Bibliographic Information

FieldDetails
Patent NumberUS6318666B1
TitleSuperconductive Geomagnetic Craft
InventorGregory R. Brotz
AssigneeIndividual (Gregory R. Brotz)
Filing DateNovember 15, 1999
Publication DateNovember 20, 2001
StatusExpired — Lifetime (expiration November 15, 2019)
Worldwide ApplicationsUS 1999; WO 2001 — PCT/US2001/047654 (published WO2003043883A1, May 30, 2003)
ClassificationB64C29/0025 — VTOL aircraft; B64C39/001 — Flying saucers; H02K7/1823 — Rotary generators with turbines; Y10S505/825 — Superconductor apparatus
JurisdictionUnited States (US)
ContinuationCIP: US10/010,447 (US20030130131A1, filed November 9, 2001) — "Superconductive Geomagnetic Aircraft"

Abstract

A craft that includes superconductive materials that are supported within the geomagnetic field of the earth by means of the Meissner effect. The craft is propelled by means of directing a current from a point to another therein which creates a propelling force thereon within such magnetic field as determined by the right-hand motor rule.

Claims (11 Total)

Claim 1: A craft comprising a superconductor levitated by Earth's geomagnetic field, wherein the superconductor exists as a superconductive layer with an aerogel substrate supporting it.
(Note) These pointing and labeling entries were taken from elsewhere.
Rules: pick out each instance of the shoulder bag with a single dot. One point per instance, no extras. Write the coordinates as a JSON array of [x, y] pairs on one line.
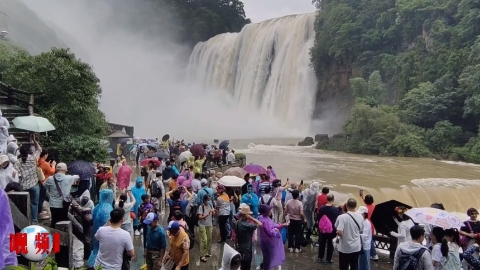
[[67, 200]]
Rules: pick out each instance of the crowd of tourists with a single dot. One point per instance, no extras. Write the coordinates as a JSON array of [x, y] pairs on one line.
[[264, 210]]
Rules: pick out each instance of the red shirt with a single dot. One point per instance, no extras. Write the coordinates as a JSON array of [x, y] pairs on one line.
[[321, 200]]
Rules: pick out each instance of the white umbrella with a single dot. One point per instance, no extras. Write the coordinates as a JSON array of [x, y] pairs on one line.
[[184, 156], [231, 181]]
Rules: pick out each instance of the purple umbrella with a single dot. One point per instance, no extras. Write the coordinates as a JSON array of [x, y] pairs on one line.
[[82, 168], [255, 169]]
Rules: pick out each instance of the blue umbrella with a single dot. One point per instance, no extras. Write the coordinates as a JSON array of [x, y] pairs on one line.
[[82, 168], [223, 145]]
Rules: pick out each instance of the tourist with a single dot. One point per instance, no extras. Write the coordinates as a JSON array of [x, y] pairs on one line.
[[244, 229], [451, 260], [179, 247], [100, 216], [48, 169], [156, 243], [349, 229], [27, 170], [223, 208], [326, 237], [7, 257], [309, 205], [471, 227], [294, 212], [123, 203], [251, 199], [8, 173], [113, 241], [58, 186], [415, 248], [364, 257], [231, 259], [404, 224], [205, 222], [271, 241], [138, 190], [368, 200]]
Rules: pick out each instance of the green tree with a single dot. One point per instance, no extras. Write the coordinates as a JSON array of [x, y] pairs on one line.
[[67, 92]]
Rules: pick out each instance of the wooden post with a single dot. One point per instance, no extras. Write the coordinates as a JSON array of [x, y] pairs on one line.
[[64, 258]]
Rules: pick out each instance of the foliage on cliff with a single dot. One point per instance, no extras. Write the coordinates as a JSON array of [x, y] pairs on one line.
[[67, 93], [428, 54], [200, 20]]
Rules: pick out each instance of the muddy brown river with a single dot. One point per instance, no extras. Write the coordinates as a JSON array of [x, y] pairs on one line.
[[415, 181]]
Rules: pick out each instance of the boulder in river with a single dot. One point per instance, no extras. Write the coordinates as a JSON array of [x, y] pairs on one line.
[[307, 142], [321, 137]]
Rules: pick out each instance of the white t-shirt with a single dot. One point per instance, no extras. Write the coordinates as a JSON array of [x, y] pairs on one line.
[[112, 244], [350, 240]]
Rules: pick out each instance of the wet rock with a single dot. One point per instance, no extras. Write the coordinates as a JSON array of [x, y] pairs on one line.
[[307, 142], [321, 137]]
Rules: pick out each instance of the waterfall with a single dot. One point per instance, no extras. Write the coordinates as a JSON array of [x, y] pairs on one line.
[[265, 68]]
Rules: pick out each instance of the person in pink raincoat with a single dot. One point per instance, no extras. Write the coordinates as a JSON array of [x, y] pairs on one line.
[[123, 176]]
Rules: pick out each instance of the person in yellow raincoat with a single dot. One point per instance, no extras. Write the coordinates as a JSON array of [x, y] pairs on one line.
[[197, 168]]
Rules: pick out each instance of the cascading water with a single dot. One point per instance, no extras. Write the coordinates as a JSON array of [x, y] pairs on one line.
[[265, 67]]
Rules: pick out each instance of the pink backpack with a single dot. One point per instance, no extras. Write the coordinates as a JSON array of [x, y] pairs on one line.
[[325, 225]]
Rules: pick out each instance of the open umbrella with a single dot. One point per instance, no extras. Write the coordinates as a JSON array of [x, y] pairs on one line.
[[433, 216], [33, 123], [231, 181], [224, 144], [197, 150], [382, 216], [235, 171], [161, 155], [148, 160], [184, 156], [82, 168], [255, 169]]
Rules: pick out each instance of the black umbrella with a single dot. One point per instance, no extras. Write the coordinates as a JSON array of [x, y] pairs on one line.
[[161, 155], [382, 216], [82, 168]]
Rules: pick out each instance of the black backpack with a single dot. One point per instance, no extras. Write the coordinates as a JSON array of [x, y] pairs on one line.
[[410, 261]]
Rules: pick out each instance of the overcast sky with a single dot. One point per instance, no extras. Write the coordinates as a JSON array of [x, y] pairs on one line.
[[260, 10]]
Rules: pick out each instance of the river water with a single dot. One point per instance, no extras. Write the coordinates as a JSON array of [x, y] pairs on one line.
[[418, 182]]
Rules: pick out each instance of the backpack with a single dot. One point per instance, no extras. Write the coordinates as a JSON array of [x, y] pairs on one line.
[[325, 225], [409, 261], [155, 190], [190, 237]]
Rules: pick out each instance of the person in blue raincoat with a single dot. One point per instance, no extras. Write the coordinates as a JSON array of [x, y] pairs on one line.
[[100, 216], [138, 190], [251, 199]]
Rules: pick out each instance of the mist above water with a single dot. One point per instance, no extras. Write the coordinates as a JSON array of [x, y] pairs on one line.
[[143, 73]]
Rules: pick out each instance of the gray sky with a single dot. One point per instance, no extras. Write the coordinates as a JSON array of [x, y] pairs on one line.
[[260, 10]]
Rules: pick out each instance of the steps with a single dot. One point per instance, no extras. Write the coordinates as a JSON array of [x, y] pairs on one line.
[[10, 113]]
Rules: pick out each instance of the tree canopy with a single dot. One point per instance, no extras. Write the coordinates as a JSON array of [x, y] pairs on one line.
[[415, 71], [67, 93]]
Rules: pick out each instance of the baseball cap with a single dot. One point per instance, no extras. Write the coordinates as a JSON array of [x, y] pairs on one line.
[[61, 166], [362, 210], [173, 225], [151, 217]]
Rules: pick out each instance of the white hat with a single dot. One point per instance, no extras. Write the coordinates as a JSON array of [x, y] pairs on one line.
[[362, 210], [61, 166]]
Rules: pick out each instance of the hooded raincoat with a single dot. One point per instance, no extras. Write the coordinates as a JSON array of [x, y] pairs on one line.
[[4, 135], [137, 193], [228, 254], [271, 243], [123, 176], [7, 258], [100, 216], [252, 200]]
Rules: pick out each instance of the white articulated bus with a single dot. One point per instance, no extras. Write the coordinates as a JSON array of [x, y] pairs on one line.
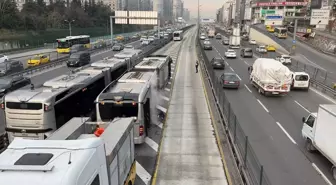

Claim 2: The craft of claim 1, further including means for motive force by directing electrical current across the superconductor to create motion perpendicular to the current direction.

Claim 3: The craft of claim 1 wherein the superconductive layer forms a hollow sphere surrounded by aerogel substrate.

Claim 4: The craft of claim 3 further including means to cool the superconductive layer.

Claim 5: The craft of claim 4 further including an inner aerogel dam positioned to define a void between the dam and superconductive layer.

Claim 6: The craft of claim 5 wherein the inner aerogel dam is positioned concentrically to the hollow spherical superconductive layer, and cooling means comprises liquid nitrogen entered into the void.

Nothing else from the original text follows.